Periodically we’ll be interviewing Senior CEME Fellows to check in on their latest research, big questions they’ve been pondering and everything they’re keeping an eye on in the world. Today we spoke with Ignacio Mas, a consultant on mobile money and financial inclusion.
Interviewer: What are the questions that keep you up at night around your current research/focus of interest?
IM: The issue I focus most on is how to get people to accept electronification of money from a storage of value point of view. It is clear that people find value in transferring money electronically. But for most money transfer systems even, if we call them mobile money, it is still a cash-to-cash service. It is someone bringing cash into a store, cash being taken out of the store at the other end, and what happens in between, to me, it is more of a business model issue. To me the big question is how do we go beyond payments to make people comfortable storing their value digitally where that is adding value to them. As a result having the benefit of storage value, safer, more private, but also to drive more electronic payments.
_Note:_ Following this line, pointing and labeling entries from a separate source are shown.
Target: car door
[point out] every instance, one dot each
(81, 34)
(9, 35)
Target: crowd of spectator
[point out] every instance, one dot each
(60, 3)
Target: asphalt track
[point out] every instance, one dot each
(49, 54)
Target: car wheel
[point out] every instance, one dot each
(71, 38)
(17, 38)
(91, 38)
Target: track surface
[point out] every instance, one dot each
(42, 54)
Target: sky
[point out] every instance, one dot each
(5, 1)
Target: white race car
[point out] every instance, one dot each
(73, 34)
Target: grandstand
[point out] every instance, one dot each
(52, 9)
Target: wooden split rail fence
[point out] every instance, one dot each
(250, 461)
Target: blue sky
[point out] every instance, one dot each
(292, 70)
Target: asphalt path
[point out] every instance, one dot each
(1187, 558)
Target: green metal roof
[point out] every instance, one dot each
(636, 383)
I think there is a huge amount of hype happening around mobile money which is unjustified. It is not a realistic depiction of what is happening in the field. Mobile money even in Kenya is a very anecdotal use, because people use it maybe two or three times a month, it is not a daily thing.
Interviewer: What do you see in the developments and events around the world today that make your work relevant and timely?
IM: I do think that people want more of a sense of control over their money. Digital has an opportunity for doing that. More control because there should be much more flexible management of money when it is zeros and ones as opposed to when it is embodied in physical commodities. More control because sometimes I want more privacy, sometimes I want less privacy, so I can pick and choose much more how to run my financial life rather than be determined by a few physical products that happen to be around me like a cow, or some jewels, or what a bank happens to propose to me. I don’t necessarily aim for people to be managing their financial lives differently, I just want them to have better options so that the products fit their behaviors. Of course behaviors will change as a result, but I am very clear in my mind that what I want to see happen is for them to be offered better products — not for them to change their behaviors, necessarily.
Interviewer: Where do you see the greatest opportunities for impact for students who affiliate or work with IBGC?
IM: I think there is a bridging function that is missing. We have a lot of researchers doing massively detailed work and then you have practitioners doing massively simplified delivery of product. I think there are very few people who are able to bridge the two. There are too many people who go for the comfort of research, collecting lots of data without really asking what are we going to be doing about it? There are not enough people saying concretely the opportunities for improvement are this, this, this, and that. I think this bridging function is one where schools like this one should be very well positioned, with some rigor and based on solid evidence but geared toward causing actual change.
Interviewer: What is the most interesting book you have read recently?
IM: I really enjoyed two books about the history of money, one by an anthropologist (Debt the First 5,000 Years, by David Graeber) and the other by an economist (Felix Martin´s Money: The Unauthorised Biography).